Re: replication primary writting infinite number of WAL files

Adrian Klaver <adrian.klaver@xxxxxxxxxxx> · Fri, 24 Nov 2023 08:50:19 -0800

On 11/24/23 03:39, Les wrote:
Hello,
Yesterday, the primary server suddenly started 
writing to the pg_wal directory at a crazy pace, 1.5GB/sec, but 
sometimes it went up to over 3GB/sec. The pg_wal started fattening up 
and didn't stop until it ran out of disk space. It happened so fast that 
we didn't have time to react. We then stopped all applications 
(postgresql clients) because we thought one of them was causing the 
problem. 

The only exception is a sequence 
value that was moved millions of steps within a single minute. Of 

Did you determine this by looking at select * from some_seq?

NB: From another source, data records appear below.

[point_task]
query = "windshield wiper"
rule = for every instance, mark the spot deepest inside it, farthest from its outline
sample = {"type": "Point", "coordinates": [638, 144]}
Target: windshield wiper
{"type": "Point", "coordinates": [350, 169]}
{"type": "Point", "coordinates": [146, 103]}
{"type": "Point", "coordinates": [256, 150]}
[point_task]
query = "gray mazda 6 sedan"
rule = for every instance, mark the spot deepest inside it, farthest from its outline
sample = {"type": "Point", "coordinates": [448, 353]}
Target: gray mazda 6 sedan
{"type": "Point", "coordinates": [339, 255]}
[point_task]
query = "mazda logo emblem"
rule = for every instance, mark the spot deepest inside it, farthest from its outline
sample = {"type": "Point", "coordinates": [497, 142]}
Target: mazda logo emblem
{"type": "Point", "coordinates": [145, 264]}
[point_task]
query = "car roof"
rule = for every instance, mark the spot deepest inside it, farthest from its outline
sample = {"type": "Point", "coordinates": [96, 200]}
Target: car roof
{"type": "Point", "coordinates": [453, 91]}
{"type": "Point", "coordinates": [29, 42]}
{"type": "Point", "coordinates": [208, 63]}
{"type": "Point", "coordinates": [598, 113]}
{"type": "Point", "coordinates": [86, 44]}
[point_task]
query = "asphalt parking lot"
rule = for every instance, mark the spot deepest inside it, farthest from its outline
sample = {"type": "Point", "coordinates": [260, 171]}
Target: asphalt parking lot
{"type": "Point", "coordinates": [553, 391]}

This new instance worked for about 12 hours.  This morning, the 
error occurred again, in the same form. Based on our previous 
experience, we immediately deleted the standby and its replication slot, 
and the problem resolved itself (except that the standby had to be 
deleted again). Without rebooting or restarting anything else, the 
problem went away. I managed to save small part of the pg_wal before 
deleting the slot. We looked into this, we saw something like this:

Are the servers open to the world and if so have you explored whether 
there has been an intrusion?

Do you have logs that cover the period from when it transitioned from 
working normally to going haywire?

We looked at the PostgreSQL release history, and we see some bug fixes 
in version 14.7 that might have something to do with this:

https://www.postgresql.org/docs/release/14.7/ 
<https://www.postgresql.org/docs/release/14.7/>

 > Ignore invalidated logical-replication slots while determining oldest 
catalog xmin (Sirisha Chamarthi) A replication slot could prevent 
cleanup of dead tuples in the system catalogs even after it becomes 
invalidated due to exceeding max_slot_wal_keep_size. Thus, failure of a 
replication consumer could lead to indefinitely-large catalog bloat.

You are using repmgr which as I understand it uses streaming not logical 
replication.

Thank you,

    Laszlo

--
Adrian Klaver
adrian.klaver@xxxxxxxxxxx